"Umut Örgütlenmesi" başlığıyla toplanan parti, federal seçimlerde yüzde 8,8 oy alarak 64 milletvekiliyle Meclis'e girmişti. Bu sonuç, parti içinde hem moral yarattı hem de yeni bir yön belirleme gerekliliğini ortaya koydu.
Sistem içinde mi, karşısında mı?
Sol Parti, şu anda federal düzeyde belirleyici bir rol oynayabilecek konumda. Geçtiğimiz günlerde yapılan Şansölye seçiminde ikinci tur oylamanın gerçekleşebilmesi için Sol’un desteği gerekmişti. Parti lideri Ines Schwerdtner, bu desteğin koşulunun AfD ile hiçbir şekilde işbirliği yapılmaması olduğunu vurguladı. “Top artık CDU’da” diyerek, muhafazakâr partilerin aşırı sağ ile mi yoksa demokratik partilerle mi işbirliği yapacaklarına karar vermeleri gerektiğini ifade etti.
Siyaset bilimci Benjamin Höhne’ye göre ise Sol Parti’nin artık eyalet düzeyinde sergilediği pragmatik çizgi ile federal düzeydeki radikal duruşu arasında net bir karar vermesi gerekiyor. Parti, Meclis’te AfD ile birlikte engelleyici bir azınlık oluşturma gücüne sahip olsa da bu gücü nasıl kullanacağı tartışmalı.
Kapitalizm eleştirisi gündemde
Parti içinde daha radikal talepler de öne çıkıyor. Eş başkan Jan van Aken'in "milyarderleri ortadan kaldırmak istiyorum" sözleri dikkat çekerken, Parlamento Grubu Başkanı Heidi Reichinnek de kapitalizmin demokratik yapıları tehdit ettiğini savunuyor.

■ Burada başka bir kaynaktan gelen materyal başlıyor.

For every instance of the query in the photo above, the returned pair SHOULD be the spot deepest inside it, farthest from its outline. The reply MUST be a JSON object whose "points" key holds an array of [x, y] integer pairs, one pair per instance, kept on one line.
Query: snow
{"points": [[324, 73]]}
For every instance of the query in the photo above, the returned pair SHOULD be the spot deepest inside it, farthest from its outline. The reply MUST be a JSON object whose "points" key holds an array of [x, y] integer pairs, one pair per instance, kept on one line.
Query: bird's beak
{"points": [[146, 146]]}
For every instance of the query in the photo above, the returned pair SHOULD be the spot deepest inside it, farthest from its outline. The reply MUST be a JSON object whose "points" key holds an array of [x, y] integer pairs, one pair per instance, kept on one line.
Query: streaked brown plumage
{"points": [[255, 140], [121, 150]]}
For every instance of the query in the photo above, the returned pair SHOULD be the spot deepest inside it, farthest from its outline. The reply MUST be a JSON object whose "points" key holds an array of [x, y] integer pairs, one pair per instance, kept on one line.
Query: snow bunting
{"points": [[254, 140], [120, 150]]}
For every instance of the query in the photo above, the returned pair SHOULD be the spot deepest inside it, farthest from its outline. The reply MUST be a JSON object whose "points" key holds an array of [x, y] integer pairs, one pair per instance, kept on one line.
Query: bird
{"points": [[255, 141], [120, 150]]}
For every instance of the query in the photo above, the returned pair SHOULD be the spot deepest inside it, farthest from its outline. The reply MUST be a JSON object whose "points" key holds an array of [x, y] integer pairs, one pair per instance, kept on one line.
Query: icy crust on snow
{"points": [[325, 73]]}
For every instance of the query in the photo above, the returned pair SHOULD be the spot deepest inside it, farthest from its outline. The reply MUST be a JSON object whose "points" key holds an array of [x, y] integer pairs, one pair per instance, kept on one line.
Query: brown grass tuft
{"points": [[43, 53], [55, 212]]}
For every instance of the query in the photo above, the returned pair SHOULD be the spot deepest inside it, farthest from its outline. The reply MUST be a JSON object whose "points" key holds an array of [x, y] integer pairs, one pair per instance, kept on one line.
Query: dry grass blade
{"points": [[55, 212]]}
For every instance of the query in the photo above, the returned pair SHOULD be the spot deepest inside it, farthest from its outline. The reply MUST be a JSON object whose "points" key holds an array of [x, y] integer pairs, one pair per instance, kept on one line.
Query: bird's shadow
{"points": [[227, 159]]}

Reichinnek’e göre, ciddi sosyal eşitsizliklere karşı mücadele, sistemin kökten sorgulanmasını gerektiriyor.
Çeşitlilik mi, bölünme mi?
Yeni milletvekillerinden Ferat Koçak, Berlin’in Neukölln semtinden güçlü bir destekle Meclis’e girdi. Göçmenlerin sesi olmayı hedefleyen Koçak, parti içindeki fikir çeşitliliğini savunuyor. Ancak İsrail karşıtı görüşleri ve Filistin yanlısı tutumu, Sol Parti içinde ayrışmalara da yol açıyor. Bu durum, bazı tanınmış isimlerin partiden ayrılmasına neden olmuştu.
Parti, sosyal adalet, kira kontrolü, iklim politikaları ve kapitalizm eleştirisi gibi temel konularda birleşik bir çizgi oluşturmayı hedefliyor. Chemnitz’teki konferans, Sol Parti’nin devlet içinde etkili bir güç mü yoksa sisteme karşı bir muhalefet mi olacağına dair rotasını belirlemesi açısından kritik önemde görülüyor.